Novelist Chang-rae Lee is the current director of Princeton's Program in Creative Writing, which allows undergraduates to pursue original work in fiction, poetry and translation while working closely with practicing writers on the faculty.
At left: Paul Muldoon (second from left), shown here leading a poetry workshop, is one of many renowned writers on the creative writing faculty at Princeton. The Pulitzer Prize-winning poet serves as founding chair of the new University Center for the Creative and Performing Arts, which was created as part of an initiative to enhance the role of the creative and performing arts at Princeton.
Photos: Denise Applewhite
In focus: Program in Creative Writing
Posted August 21, 2006; 11:49 a.m.
Princeton's renowned Program in Creative Writing offers undergraduate students the unique opportunity to pursue original work in fiction, poetry and translation under the guidance of some of the world's best-known writers.
Among the 15 practicing writers on the program's faculty are Toni Morrison, Paul Muldoon, James Richardson, C.K. Williams, Edmund White, Joyce Carol Oates and Chang-rae Lee, its current director.
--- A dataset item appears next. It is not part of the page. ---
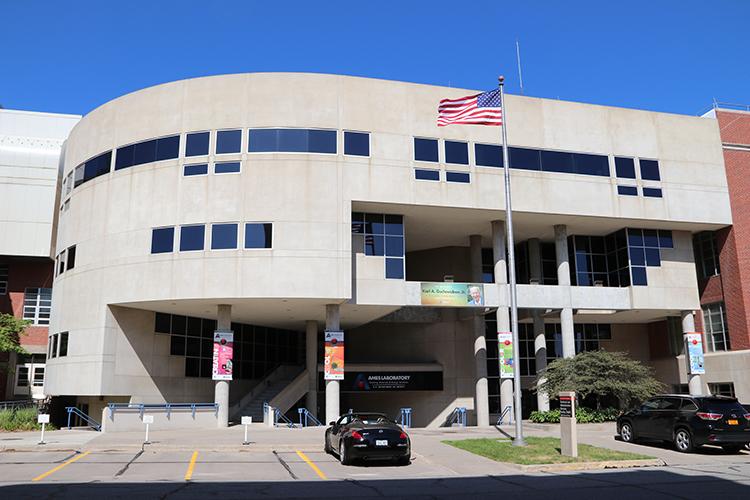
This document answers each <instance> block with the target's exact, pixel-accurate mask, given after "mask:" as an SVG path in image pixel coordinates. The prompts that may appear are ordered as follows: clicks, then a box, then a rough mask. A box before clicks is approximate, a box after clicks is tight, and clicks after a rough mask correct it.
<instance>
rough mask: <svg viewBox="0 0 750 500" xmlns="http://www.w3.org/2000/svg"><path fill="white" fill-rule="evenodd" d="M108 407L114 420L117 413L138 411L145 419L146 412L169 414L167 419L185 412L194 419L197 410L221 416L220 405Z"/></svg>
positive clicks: (183, 403) (137, 404)
mask: <svg viewBox="0 0 750 500" xmlns="http://www.w3.org/2000/svg"><path fill="white" fill-rule="evenodd" d="M107 407H108V408H109V418H112V417H113V416H114V414H115V412H117V411H137V412H139V413H140V414H141V418H143V414H144V413H145V412H146V410H156V411H164V412H165V413H166V414H167V418H169V416H170V415H171V414H172V412H173V411H184V410H190V412H191V413H192V414H193V417H195V412H196V411H197V410H214V412H215V414H216V415H218V414H219V403H163V404H145V403H110V404H108V405H107Z"/></svg>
The creative writing program provides individualized instruction and workshops of up to 10 students. Each year, approximately 15 to 20 seniors write a creative thesis such as a novel or a collection of short stories, poems or translations. Throughout the academic year, several distinguished poets and novelists come to campus to read from their work. Recent speakers have included Don DeLillo, Jhumpa Lahiri, Dave Eggers and Jonathan Safran Foer, a 1999 Princeton graduate whose debut novel, "Everything Is Illuminated," grew out of his senior thesis.
"The creative writing program was one of the best parts of my
academic experience at Princeton," Elizabeth Landau, a member of
Princeton's class of 2006, wrote on the program's Web site. "In fiction
workshops I had the opportunity to receive guidance from authors I
admire, and to read the stellar work of my peers.
"I had always dreamed of writing a novel, and through the senior thesis program my dream came true," Landau wrote. "It is incredible to watch your own novel grow over the course of a year, beginning with a few ideas over the summer. Joyce Carol Oates has been a wonderful adviser and mentor. I am so happy I came to Princeton just to have these kinds of opportunities to become a better writer, and to work with some of my favorite authors one-on-one."
The program began in 1939, when English professor R.P. Blackmur set up a creative arts program that was, from the outset, notable for the distinction of its faculty. Blackmur's first "general adviser" was Allen Tate, who was followed by writers such as John Berryman, William Meredith, Robert Fitzgerald, Sean O'Faolain, Richard Eberhart, Kingsley Amis and Philip Roth.
In 1965, Edmund Keeley became director of the creative writing program, as it had become known, and was joined in 1966 by Theodore Weiss as a resident fellow. Together they expanded the program, bringing in such distinguished writers as Elizabeth Bowen, Thom Gunn, Anthony Burgess, Galway Kinnell and Russell Banks.
Today the program plays an integral role in a major initiative to enhance the creative and performing arts at the University. Princeton earlier this year established a new University Center for the Creative and Performing Arts and named Muldoon, the Pulitzer Prize-winning poet, as its founding chair. In this role, Muldoon -- who directed the creative writing program from 1993 to 2002 -- oversees, coordinates and encourages exchange among the programs in creative writing, theater and dance, and visual arts.